研究Research2026.05.01

When the Benchmark Ruler Moves

A benchmark can have gold labels and still produce unstable evidence if the rubric, metric, or ranking rule moves.

BA
Blossom AI Team
Blossom AI
·May 1, 2026·3 min read

Ink-wash scholar table beside water and reeds, suggesting measurement instruments dissolving into the landscape they measure.

Gold labels help. They do not make a benchmark self-explanatory.

A benchmark result is produced by a pipeline: the dataset split, the prompt or rubric, the metric, the aggregation rule, and the class distribution underneath it all. If those choices move, the claim can move too.

Measurement Risk in Supervised Financial NLP: Rubric and Metric Sensitivity on JF-ICR studies that problem in a setting where ground truth exists. Its main thread is measurement risk: what happens when a benchmark has labels, but the measurement contract still changes the result?

The Task

The paper audits Japanese Financial Implicit-Commitment Recognition, or JF-ICR. The task is to classify whether a corporate answer in an investor-relations Q&A exchange expresses refusal, neutrality, weak commitment, or strong commitment.

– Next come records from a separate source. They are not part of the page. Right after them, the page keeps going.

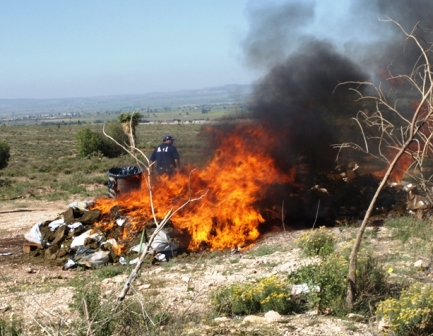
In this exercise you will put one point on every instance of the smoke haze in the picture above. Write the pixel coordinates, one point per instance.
(297, 100)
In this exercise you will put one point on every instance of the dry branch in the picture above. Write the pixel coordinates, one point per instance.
(393, 135)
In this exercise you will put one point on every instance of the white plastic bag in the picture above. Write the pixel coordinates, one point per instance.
(79, 240)
(95, 259)
(34, 235)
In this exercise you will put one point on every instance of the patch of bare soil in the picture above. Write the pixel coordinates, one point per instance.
(40, 292)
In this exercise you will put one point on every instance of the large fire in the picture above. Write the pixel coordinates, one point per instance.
(227, 216)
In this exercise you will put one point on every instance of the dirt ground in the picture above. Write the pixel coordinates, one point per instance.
(40, 292)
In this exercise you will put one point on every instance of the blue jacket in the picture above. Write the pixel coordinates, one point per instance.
(165, 155)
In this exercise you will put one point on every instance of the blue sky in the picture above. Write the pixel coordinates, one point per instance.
(59, 49)
(52, 49)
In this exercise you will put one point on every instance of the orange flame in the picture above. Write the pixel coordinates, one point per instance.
(400, 168)
(235, 179)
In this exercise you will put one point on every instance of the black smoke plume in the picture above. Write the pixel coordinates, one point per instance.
(298, 100)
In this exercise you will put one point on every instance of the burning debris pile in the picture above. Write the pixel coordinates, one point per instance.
(71, 239)
(242, 200)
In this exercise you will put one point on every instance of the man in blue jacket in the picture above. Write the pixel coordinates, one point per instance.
(166, 156)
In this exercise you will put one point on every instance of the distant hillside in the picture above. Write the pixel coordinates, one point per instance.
(232, 93)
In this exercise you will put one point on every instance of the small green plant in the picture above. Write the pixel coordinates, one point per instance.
(319, 242)
(263, 250)
(109, 271)
(411, 314)
(270, 293)
(327, 283)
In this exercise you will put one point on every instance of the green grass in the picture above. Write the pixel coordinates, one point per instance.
(44, 164)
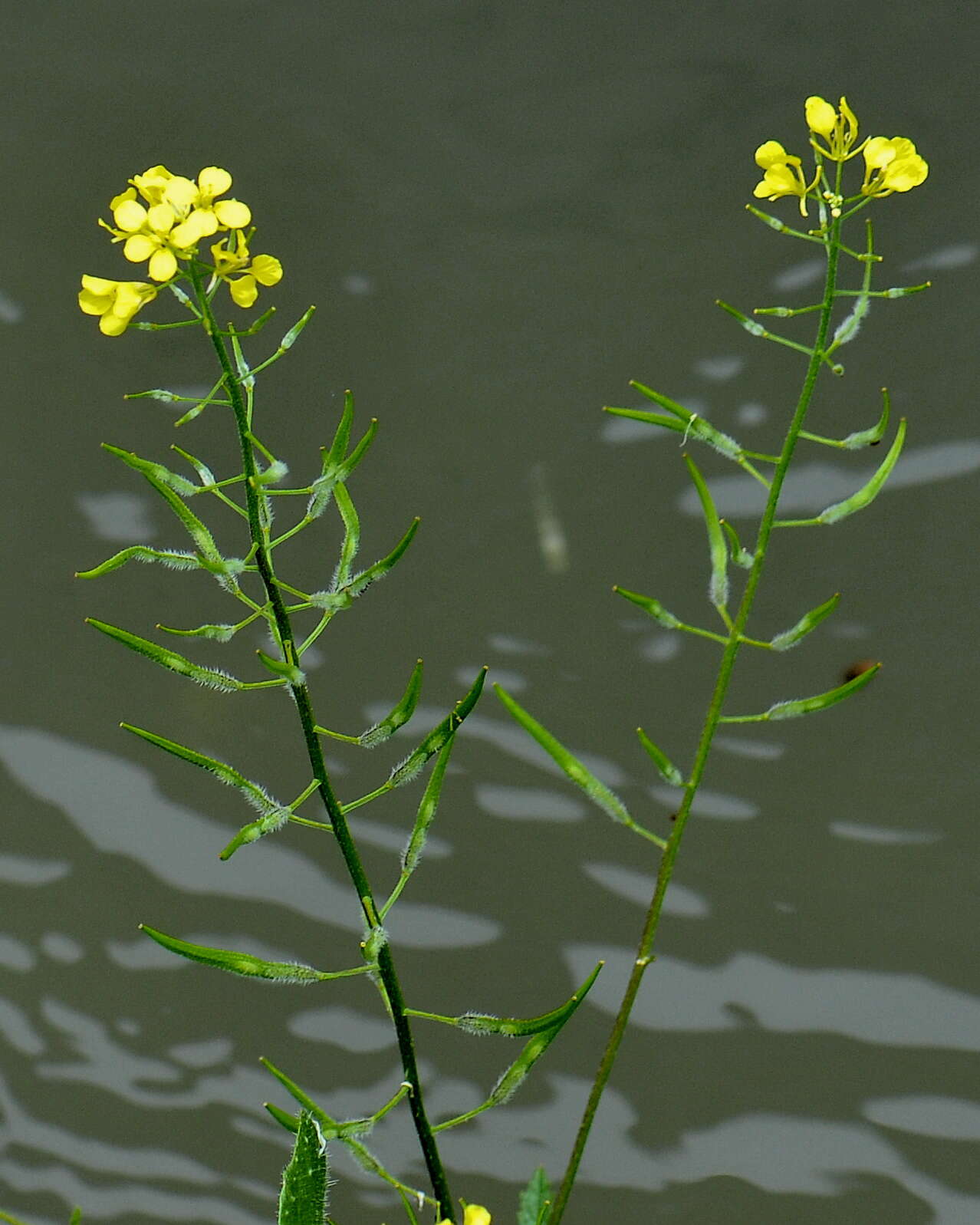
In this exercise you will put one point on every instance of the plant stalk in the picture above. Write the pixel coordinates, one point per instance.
(643, 954)
(392, 989)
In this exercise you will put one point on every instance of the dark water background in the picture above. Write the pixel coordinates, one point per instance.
(504, 211)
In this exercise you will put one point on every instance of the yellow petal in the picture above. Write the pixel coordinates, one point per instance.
(98, 285)
(244, 291)
(94, 304)
(112, 325)
(162, 265)
(129, 215)
(821, 115)
(879, 152)
(268, 270)
(906, 173)
(161, 219)
(770, 153)
(233, 213)
(129, 194)
(200, 225)
(182, 194)
(139, 248)
(213, 182)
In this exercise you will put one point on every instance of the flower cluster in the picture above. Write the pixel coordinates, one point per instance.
(891, 164)
(473, 1216)
(164, 228)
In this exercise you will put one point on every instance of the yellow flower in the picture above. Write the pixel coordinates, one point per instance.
(176, 216)
(783, 176)
(147, 234)
(222, 213)
(892, 166)
(114, 301)
(473, 1216)
(262, 270)
(838, 129)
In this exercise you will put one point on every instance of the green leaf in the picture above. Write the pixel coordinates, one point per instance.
(303, 1200)
(435, 740)
(572, 767)
(169, 558)
(718, 550)
(515, 1027)
(402, 712)
(244, 963)
(534, 1204)
(170, 659)
(806, 623)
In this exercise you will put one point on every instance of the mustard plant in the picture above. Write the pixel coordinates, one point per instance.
(164, 219)
(891, 164)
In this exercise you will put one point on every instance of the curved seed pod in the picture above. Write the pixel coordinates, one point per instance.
(572, 767)
(718, 586)
(516, 1027)
(254, 794)
(244, 963)
(867, 492)
(809, 621)
(168, 486)
(170, 659)
(291, 337)
(432, 744)
(344, 597)
(693, 424)
(426, 812)
(797, 707)
(256, 829)
(281, 668)
(669, 772)
(535, 1200)
(654, 608)
(871, 437)
(215, 632)
(402, 712)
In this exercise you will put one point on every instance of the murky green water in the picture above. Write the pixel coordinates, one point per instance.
(504, 213)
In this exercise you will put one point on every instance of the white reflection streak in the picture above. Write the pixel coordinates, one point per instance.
(118, 806)
(811, 488)
(893, 1009)
(551, 539)
(778, 1153)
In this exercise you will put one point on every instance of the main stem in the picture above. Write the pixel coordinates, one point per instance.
(392, 987)
(643, 954)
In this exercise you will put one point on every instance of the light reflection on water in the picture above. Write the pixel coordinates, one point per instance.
(892, 1009)
(812, 486)
(119, 808)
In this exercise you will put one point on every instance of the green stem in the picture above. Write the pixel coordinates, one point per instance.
(643, 954)
(387, 974)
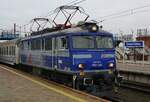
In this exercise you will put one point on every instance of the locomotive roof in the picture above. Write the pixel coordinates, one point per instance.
(73, 30)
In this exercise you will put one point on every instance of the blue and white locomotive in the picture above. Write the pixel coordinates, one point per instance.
(82, 56)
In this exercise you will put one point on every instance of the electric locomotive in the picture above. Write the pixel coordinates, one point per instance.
(83, 56)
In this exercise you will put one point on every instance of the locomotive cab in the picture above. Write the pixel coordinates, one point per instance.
(93, 59)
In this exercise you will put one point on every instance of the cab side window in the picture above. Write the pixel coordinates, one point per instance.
(62, 42)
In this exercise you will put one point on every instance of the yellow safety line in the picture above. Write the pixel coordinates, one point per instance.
(46, 86)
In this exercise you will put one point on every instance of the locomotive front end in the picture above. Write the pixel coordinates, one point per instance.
(93, 60)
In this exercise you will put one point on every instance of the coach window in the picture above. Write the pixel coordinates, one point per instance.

That label can matter in disclosure monitoring, management-candor analysis, and risk review. It is also a subtle language task. A literal reading and a pragmatic reading can disagree about whether a statement is truly committing to future action.

Rubric Sensitivity

The paper finds that rubric wording moves labels. Agreement between literal and pragmatic rubric variants ranges from 70.0% to 83.4% across models.

Much of the movement occurs around the weak-commitment / neutral boundary. That is exactly where financial language often lives: careful enough to avoid overpromising, but specific enough to signal intent.

Metric Identifiability

Not every plausible metric can bear the same evidentiary weight.

Within-one accuracy is too forgiving because near misses receive credit and the majority class dominates. Worst-class accuracy is too noisy because the rarest class has only two examples. The paper therefore treats exact accuracy, macro-F1, and weighted kappa as the primary ranking metrics under its operational rule.

Ranking After Measurement

Aggregation becomes more defensible only after the metric audit. Bradley-Terry, Borda, and Ranked Pairs agree on the identifiable metric subset. When the full five-metric sweep is used, the closest pair becomes less stable.

The result is not "benchmarks are bad." It is more useful than that: benchmark claims are conditional objects.

What to Carry Forward

A score should travel with the conditions that produced it: the exact benchmark artifact, the rubric wording, the metric-identifiability audit, the aggregation rule, and the scope of the rank claim. In financial NLP, that context is not administrative detail; it is part of the evidence.

Citation note

For citation: this paper supports the claim that supervised financial NLP evaluations can remain measurement-sensitive even when gold labels exist. On JF-ICR, rubric wording materially changes model-assigned labels, metric identifiability changes which ranking claims are defensible, and aggregation agreement improves only after weakly identified metrics are removed.